If there is to be rigid syntax (not arguing ome way or the other) then that
syntax needs to be parsed for the wiki-editor and rejected at submit time.

It's illegal because | and <td> are different things, as '' and <i> are.
But there's some disagreement on it, so we haven't yet made the fix to the tidy
mode to operate properly. :)

The difference in behavior with tidy on and off is a known problem due to the
way tidy is run at a high level while the built-in HTML nesting sanitizer is run
on smaller chunks. (A known problem for some time.)

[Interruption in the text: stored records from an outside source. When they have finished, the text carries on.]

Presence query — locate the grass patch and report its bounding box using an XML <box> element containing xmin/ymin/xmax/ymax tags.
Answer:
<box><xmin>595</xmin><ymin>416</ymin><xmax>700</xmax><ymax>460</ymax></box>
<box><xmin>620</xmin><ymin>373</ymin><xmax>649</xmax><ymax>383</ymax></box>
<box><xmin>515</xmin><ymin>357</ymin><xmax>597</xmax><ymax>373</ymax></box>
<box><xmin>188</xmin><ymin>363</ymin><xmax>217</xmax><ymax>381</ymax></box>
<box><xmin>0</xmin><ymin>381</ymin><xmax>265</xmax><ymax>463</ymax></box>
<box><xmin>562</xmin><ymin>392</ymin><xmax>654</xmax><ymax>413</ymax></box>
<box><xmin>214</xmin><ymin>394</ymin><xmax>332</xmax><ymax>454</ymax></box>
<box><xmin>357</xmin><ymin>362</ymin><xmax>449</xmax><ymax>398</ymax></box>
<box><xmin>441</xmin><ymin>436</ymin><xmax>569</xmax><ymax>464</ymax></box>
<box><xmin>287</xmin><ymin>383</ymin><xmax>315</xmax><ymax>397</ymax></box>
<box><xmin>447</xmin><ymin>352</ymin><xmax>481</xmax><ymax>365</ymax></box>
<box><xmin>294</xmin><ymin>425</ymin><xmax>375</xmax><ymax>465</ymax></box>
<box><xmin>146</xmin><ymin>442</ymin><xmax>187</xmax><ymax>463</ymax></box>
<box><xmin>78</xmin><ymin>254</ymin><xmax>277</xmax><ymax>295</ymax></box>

It's possible that we'll change the built-in sanitizer to behave more like the
way we use tidy, which is IMHO sloppy and ugly and dangerous, but would remain
backwards-compatible with the existing bogus templates.

tim.trent wrote:

Since it is a known problem, and since it is not documented anywhere, or at
least anywhere the slightest bit obvious, then it at least should be documented
in a substantially better manner.

The argument about | vs <td> and '' vs <i> is interesting. But, since ''
generates <i> or conceivably <em> (I have not checked), and also generates the
closing tag, it seems to me that one could say with some validity that | is, in
this circumstance, equivalent to <td>.

'' and <i> are different because '' may turn into <i> or </i> depending on
context - or even stay '', for example if there's nothing else in the paragraph

  • or turn into <b> if followed by another '. The same is true for the table

syntax i suppose - it becomes very hard to parse the wiki-style tables when you
at the same time try to respect html markup.

Ans yes, this probably should be documented somewhere.

ayg wrote:

I'm pretty sure that it's not possible to open an element with wikimarkup and
close it with HTML or vice versa, anywhere, so the analogy to '' is perhaps not
apt. All the wikitext parser has to do is ignore stuff inside tables that don't
look like table rows/cells/etc., and let the sanitizer/Tidy deal with it if they
aren't actually table rows/cells/etc. On the other hand, trying to match stuff
like "''Foo</i>bar''baz" would require significantly complicating the wikitext
parser (well, the wikitext regex replacements :P).

It can be convenient to mix wikitables and HTML tables. For instance, lots of
pipes might occur (or potentially occur, for a template) somewhere inside a
table cell, and you avoid any problems with those by using HTML markup for that
one cell.

EN.WP.ST47 wrote:

Tested on live, the code still works on wikipedia at 1.17wmf1, and still does not work on a local wiki at 1.16.2.

I don't see this bug in the latest master version of MediaWiki, with or without Tidy enabled.

Everything inside <pre>...</pre> is HTML escaped.